WITCHER [35]3 years ago

4 0

Answer:

(a) $Total= 9000$

(b) $Total = 4500$

(c) $Total = 4536$

(d) $Total = 2240$

(e) $Pr = 0.5040$ --- Probability of distinct digits

$Pr = 0.2489$ --- Probability of odd distinct digits

Step-by-step explanation:

Solving (a): Integers from 1000 to 9999

To do this, we simply add 1 to the range.

i.e.

$Total= Range +1$

Range is the difference between the given interval.

$Total= 9999 - 1000 +1$

$Total= 9000$

Solving (b): Odd integers

This implies that the last digit must be any of 1, 3, 5, 7 and 9 (i.e. 5 digits)

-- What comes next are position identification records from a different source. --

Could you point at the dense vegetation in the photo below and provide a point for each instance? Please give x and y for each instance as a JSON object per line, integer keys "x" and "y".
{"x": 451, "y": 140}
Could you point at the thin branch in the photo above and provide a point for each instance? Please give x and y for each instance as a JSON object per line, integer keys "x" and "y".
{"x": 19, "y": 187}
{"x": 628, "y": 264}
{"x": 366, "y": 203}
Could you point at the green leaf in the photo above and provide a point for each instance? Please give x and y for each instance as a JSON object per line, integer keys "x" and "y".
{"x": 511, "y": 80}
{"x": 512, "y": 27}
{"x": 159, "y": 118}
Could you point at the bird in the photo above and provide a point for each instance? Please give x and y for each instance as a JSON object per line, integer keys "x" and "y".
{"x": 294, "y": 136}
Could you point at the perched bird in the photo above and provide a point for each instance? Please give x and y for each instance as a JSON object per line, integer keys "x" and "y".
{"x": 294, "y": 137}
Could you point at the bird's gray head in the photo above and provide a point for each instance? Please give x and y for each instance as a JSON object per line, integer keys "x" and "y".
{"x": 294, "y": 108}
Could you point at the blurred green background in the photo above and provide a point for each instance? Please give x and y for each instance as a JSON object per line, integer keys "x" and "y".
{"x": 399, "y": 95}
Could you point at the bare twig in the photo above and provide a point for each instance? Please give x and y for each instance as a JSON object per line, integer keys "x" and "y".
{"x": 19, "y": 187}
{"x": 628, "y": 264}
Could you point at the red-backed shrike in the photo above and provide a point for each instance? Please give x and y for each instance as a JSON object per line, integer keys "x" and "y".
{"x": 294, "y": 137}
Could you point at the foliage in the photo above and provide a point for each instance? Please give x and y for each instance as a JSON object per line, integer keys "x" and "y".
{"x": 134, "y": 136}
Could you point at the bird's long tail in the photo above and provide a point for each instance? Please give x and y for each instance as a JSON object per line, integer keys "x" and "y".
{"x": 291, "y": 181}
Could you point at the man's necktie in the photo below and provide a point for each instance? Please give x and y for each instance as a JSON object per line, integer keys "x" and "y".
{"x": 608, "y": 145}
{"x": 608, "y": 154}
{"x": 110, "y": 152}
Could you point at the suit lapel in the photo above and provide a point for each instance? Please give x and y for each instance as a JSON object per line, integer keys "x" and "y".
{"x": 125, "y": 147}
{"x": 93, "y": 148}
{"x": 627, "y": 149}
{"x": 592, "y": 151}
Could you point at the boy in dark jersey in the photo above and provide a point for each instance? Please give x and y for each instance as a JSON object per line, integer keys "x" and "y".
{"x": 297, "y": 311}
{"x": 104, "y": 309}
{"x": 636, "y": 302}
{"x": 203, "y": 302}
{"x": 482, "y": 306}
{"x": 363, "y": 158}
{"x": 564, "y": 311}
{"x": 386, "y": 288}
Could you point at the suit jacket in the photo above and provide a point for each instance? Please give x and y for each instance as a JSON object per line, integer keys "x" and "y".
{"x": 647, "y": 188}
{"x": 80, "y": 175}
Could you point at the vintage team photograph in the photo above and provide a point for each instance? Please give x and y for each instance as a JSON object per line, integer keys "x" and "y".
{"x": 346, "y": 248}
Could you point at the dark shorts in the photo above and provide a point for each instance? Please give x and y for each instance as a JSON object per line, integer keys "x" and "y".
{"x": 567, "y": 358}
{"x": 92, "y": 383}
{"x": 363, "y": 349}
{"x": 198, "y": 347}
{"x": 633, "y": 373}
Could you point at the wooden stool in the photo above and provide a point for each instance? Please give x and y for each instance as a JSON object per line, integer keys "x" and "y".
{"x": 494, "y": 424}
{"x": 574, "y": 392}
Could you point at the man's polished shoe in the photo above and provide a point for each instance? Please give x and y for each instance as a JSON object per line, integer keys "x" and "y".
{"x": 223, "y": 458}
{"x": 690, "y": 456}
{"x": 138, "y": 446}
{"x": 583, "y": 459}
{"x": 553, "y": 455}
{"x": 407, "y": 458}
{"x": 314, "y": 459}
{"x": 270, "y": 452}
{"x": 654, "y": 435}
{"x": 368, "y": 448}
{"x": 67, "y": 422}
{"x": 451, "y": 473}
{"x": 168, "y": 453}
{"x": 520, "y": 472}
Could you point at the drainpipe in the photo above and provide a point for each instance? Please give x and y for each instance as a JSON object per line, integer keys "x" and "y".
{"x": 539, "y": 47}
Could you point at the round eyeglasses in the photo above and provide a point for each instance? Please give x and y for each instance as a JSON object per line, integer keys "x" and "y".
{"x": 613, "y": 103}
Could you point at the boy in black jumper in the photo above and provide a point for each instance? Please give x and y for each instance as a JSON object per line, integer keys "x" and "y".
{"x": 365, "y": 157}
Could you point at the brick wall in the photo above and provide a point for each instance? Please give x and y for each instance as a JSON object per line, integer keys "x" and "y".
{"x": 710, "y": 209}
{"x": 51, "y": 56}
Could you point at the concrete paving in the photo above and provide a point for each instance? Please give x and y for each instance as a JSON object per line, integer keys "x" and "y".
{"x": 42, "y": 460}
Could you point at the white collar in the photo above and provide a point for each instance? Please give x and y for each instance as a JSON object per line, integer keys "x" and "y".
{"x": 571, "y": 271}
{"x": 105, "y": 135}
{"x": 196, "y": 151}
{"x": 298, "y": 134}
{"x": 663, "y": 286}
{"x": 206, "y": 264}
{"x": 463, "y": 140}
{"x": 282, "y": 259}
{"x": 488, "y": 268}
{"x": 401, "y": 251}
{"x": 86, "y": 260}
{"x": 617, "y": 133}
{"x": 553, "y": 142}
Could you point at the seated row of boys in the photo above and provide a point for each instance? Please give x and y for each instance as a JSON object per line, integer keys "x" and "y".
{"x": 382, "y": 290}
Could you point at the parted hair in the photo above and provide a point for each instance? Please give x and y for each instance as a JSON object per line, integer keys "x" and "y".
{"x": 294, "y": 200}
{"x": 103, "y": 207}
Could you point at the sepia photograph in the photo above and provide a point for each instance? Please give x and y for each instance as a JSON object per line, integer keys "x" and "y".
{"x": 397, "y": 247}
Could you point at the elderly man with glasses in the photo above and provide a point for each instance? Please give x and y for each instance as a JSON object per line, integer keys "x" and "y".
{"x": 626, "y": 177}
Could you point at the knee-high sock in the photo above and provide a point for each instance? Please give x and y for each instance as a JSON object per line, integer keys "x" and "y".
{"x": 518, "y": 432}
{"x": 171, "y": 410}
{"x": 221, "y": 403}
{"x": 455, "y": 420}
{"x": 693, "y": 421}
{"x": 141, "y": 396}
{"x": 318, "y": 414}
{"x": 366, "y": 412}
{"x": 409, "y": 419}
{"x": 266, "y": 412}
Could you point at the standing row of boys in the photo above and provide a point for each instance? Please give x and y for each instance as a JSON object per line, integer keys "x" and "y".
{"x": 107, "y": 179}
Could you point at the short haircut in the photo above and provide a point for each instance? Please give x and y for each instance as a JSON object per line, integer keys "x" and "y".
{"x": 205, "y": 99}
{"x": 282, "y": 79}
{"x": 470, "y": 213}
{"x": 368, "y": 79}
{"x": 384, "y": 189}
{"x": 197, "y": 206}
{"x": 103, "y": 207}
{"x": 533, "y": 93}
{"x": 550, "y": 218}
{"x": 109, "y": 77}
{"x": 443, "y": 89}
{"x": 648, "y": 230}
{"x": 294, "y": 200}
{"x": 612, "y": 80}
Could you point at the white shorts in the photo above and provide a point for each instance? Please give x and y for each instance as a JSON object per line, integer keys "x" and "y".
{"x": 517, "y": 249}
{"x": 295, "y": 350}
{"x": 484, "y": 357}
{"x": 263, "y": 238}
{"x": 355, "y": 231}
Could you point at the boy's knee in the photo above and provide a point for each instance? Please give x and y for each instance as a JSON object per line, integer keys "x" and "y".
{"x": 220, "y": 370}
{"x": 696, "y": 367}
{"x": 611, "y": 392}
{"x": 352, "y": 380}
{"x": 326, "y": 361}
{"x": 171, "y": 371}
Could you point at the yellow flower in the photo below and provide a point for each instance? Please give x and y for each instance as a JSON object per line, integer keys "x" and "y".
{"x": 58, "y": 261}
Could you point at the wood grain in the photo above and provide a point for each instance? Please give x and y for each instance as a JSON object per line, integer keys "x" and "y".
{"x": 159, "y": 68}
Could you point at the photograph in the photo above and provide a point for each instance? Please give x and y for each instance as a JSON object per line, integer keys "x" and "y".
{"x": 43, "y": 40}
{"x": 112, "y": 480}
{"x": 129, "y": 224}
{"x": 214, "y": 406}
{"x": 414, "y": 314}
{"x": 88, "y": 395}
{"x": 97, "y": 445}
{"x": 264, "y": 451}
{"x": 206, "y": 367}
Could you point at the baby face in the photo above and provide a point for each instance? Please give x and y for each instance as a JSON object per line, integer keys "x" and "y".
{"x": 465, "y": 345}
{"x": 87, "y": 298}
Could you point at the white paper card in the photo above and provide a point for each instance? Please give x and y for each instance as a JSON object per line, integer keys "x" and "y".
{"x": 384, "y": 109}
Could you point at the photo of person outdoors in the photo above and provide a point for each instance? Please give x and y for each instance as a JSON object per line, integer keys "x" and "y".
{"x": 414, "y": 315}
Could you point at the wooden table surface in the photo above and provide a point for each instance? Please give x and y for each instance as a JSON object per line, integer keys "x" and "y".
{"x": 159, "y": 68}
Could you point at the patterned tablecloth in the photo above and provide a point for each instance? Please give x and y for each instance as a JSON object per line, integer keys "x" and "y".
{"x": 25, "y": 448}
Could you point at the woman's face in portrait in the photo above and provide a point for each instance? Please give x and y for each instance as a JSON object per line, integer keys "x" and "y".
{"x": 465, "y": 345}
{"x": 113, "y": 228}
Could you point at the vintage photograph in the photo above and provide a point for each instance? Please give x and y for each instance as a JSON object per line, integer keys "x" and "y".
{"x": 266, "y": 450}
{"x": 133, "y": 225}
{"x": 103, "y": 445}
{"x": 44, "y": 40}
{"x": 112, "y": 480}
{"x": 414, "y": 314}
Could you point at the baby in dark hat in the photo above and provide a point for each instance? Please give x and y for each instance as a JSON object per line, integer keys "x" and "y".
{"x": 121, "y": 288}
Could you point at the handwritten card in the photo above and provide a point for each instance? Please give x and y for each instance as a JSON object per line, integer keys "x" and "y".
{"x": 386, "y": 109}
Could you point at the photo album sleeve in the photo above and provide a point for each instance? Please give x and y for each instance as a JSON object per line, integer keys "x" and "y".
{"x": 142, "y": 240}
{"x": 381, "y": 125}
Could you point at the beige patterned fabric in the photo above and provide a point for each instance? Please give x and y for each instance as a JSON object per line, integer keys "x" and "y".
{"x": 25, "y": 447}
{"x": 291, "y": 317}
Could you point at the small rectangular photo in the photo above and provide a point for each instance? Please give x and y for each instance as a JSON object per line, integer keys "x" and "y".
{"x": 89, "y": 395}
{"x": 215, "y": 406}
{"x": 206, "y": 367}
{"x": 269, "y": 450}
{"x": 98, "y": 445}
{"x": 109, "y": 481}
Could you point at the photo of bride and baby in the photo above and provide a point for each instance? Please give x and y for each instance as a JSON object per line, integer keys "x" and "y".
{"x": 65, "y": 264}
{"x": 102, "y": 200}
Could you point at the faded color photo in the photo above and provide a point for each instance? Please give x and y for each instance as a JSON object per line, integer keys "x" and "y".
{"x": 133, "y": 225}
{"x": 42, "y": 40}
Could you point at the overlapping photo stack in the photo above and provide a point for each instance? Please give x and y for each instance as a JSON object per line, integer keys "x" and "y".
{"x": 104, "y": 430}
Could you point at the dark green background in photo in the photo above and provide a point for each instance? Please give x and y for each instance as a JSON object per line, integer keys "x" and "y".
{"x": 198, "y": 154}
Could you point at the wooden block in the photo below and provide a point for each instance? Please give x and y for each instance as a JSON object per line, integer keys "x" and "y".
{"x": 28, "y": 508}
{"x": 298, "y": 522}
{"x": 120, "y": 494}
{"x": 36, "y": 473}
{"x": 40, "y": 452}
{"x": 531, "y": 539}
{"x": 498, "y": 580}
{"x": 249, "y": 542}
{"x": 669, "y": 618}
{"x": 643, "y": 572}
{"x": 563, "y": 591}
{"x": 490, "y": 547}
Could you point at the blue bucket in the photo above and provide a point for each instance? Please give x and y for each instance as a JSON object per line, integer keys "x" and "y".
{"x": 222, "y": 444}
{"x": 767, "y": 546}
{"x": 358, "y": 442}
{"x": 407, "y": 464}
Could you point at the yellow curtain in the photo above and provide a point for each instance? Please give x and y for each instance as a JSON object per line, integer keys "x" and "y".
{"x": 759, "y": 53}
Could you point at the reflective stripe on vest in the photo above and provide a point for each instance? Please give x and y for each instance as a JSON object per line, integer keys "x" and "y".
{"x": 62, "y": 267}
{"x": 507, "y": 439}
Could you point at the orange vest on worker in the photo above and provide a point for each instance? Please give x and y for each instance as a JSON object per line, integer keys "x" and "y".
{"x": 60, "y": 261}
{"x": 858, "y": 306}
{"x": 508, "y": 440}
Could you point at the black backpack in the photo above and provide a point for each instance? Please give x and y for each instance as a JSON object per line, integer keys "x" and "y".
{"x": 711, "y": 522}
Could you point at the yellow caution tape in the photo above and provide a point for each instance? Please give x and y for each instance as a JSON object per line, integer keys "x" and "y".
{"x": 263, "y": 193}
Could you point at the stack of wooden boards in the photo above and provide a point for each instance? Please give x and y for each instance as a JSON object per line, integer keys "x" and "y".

The first digit can not be 0 (i.e any of the remaining 9 digits)

There is no restriction to other digits

Numbers from 1000 to 9999 are 4 digits, so the possible selection are:

$First= 9\\Second = 10\\Third = 10\\Last = 5$

Total selection is:

$Total = 9 * 10 * 10 * 5$

$Total = 4500$

Solving (c): Distinct digits

This implies that all 4 digits are different and the first can not be 0.

So, we have:

$First = 9$ i.e. (1 - 9)

$Second = 9$ i.e. (0 - 9) minus the first digit

$Third = 8$

$Fourth = 7$

Total selection is:

$Total = 9*9*8*7$

$Total = 4536$

Solving (d): Odd digits that are distinct

This implies that the last digit must be any of 1, 3, 5, 7 and 9 (i.e. 5 digits)

The first digit can not be 0 and must be different from the last (i.e 8 digits)

The second digit must be different from the first and the last(i.e. 8 digits)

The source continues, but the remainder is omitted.